Depuis sa création en 1986, Guy Delcourt a plutôt bien mené sa barque. De son premier succès « La Bande à Renaud » à un catalogue aujourd’hui largement diversifié dans la BD, les comics et les mangas, diffusé par une équipe de vente en propre (le diffuseur Delsol), le groupe réalise un chiffre d’affaires de l’ordre de 80 à 100 millions d’euros répartis sur plus de 650 nouveautés annuelles (jeunesse, romans graphiques, séries classiques, comics, manga…) avec les labels Delcourt, Tonkam, Soleil, soit un catalogue cumulé de 9 500 titres. Avec ses 115 salariés basés à Paris et à Toulon, le Groupe Delcourt est le second éditeur de BD francophone.
Les moyens d’une ambition
Pourquoi ce rapprochement ? Simplement pour financer la croissance du groupe. Pour décoller, il faut du carburant. Or, Delcourt a des ambitions de « croisement », comme dit le communiqué, de la BD dans domaines culturels et artistiques : livres illustrés, produits dérivés liés aux univers du Groupe, romans jeunesse ou littérature (comme la création récente d’une collection de thrillers). En clair, de croître tous azimuts.

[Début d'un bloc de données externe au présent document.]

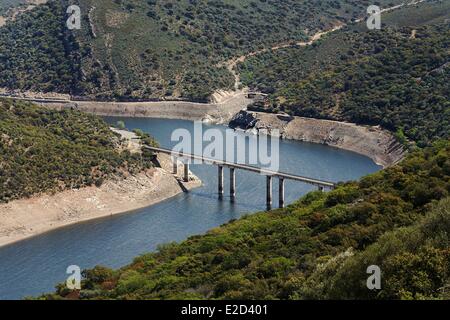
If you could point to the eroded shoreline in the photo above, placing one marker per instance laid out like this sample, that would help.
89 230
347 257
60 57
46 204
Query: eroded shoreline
373 142
26 218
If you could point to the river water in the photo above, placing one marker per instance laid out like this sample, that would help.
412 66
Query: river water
36 265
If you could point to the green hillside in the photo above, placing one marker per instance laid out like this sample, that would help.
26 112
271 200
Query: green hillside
154 49
317 248
394 77
48 151
7 4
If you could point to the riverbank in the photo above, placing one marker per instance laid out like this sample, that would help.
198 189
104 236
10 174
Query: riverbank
25 218
224 106
373 142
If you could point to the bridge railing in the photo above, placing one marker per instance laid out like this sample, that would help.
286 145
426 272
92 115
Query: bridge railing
321 184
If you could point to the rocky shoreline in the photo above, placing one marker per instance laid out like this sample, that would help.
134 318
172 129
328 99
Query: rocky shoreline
373 142
25 218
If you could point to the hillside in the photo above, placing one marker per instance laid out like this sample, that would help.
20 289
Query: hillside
317 248
154 49
49 151
394 77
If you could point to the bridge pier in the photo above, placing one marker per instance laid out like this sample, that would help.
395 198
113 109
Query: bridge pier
269 192
232 183
220 186
186 172
281 192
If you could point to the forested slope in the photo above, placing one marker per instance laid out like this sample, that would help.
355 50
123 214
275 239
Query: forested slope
48 151
395 77
317 248
154 49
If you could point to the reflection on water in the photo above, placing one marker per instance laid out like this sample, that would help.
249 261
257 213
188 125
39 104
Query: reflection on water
34 266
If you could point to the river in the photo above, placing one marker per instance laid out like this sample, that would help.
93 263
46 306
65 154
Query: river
36 265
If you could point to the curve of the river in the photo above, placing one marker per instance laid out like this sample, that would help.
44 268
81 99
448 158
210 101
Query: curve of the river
35 265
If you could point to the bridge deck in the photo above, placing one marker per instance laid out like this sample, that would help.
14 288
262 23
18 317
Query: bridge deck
287 176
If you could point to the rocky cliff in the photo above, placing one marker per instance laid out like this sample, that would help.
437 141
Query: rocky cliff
374 142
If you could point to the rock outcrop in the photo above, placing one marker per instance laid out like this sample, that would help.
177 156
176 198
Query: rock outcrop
374 142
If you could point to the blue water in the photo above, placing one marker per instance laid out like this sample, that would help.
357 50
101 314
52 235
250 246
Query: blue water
36 265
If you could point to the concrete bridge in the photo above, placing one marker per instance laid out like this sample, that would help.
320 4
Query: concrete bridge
270 175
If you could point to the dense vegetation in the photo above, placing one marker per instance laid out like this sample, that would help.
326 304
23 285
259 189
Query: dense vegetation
317 248
5 5
394 77
154 49
44 151
39 53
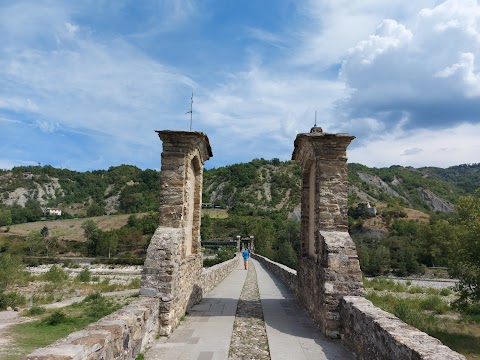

Le déploiement ces dernières années du groupe Media-Participations avec ses univers adaptés à l’écran (Valérian, Spirou, Gaston Lagaffe, Tamara, Zombillénium… rien qu’en 2017) et sa filiale de Mediatoon qui pilote des projets de parcs d’attraction thématiques comme le Parc Spirou en Provence, montrent bien la voie : aujourd’hui, la bande dessinée n’est plus seulement une activité éditoriale : c’est une exploitation à 360° qui influence des industries bien plus puissantes qu’elles : le cinéma, le jeu vidéo, les parcs de loisir, le jouet, la mode...
L’autre axe, le communiqué le fait bien comprendre, ce sont des « opérations de croissance externe ». Dans le domaine de l‘édition, comme Média-Participations l’a fait récemment avec le Groupe La Martinière-Le Seuil ? C’est bien possible : la tendance est à la fusion -les éditeurs ayant multiplié comme champignons sous la pluie- chaque groupe s’employant à atteindre la taille critique utile.
Mais aussi dans d’autres secteurs… Là encore, le modèle Disney ou encore Media-Participations est d’application : cette dernière a pris le contrôle de la société de jeux vidéo Hanuman et est entré dans le capital d’Ankama. Média est co-producteur de ses films et actionnaire de son parc d’attraction. Ces secteurs pèsent six à sept fois celui de l’édition et sont très dépendants des licences… détenues par les éditeurs et les ayants droits. Adossé à un groupe financier puissant, le groupe Delcourt peut afficher son ambition.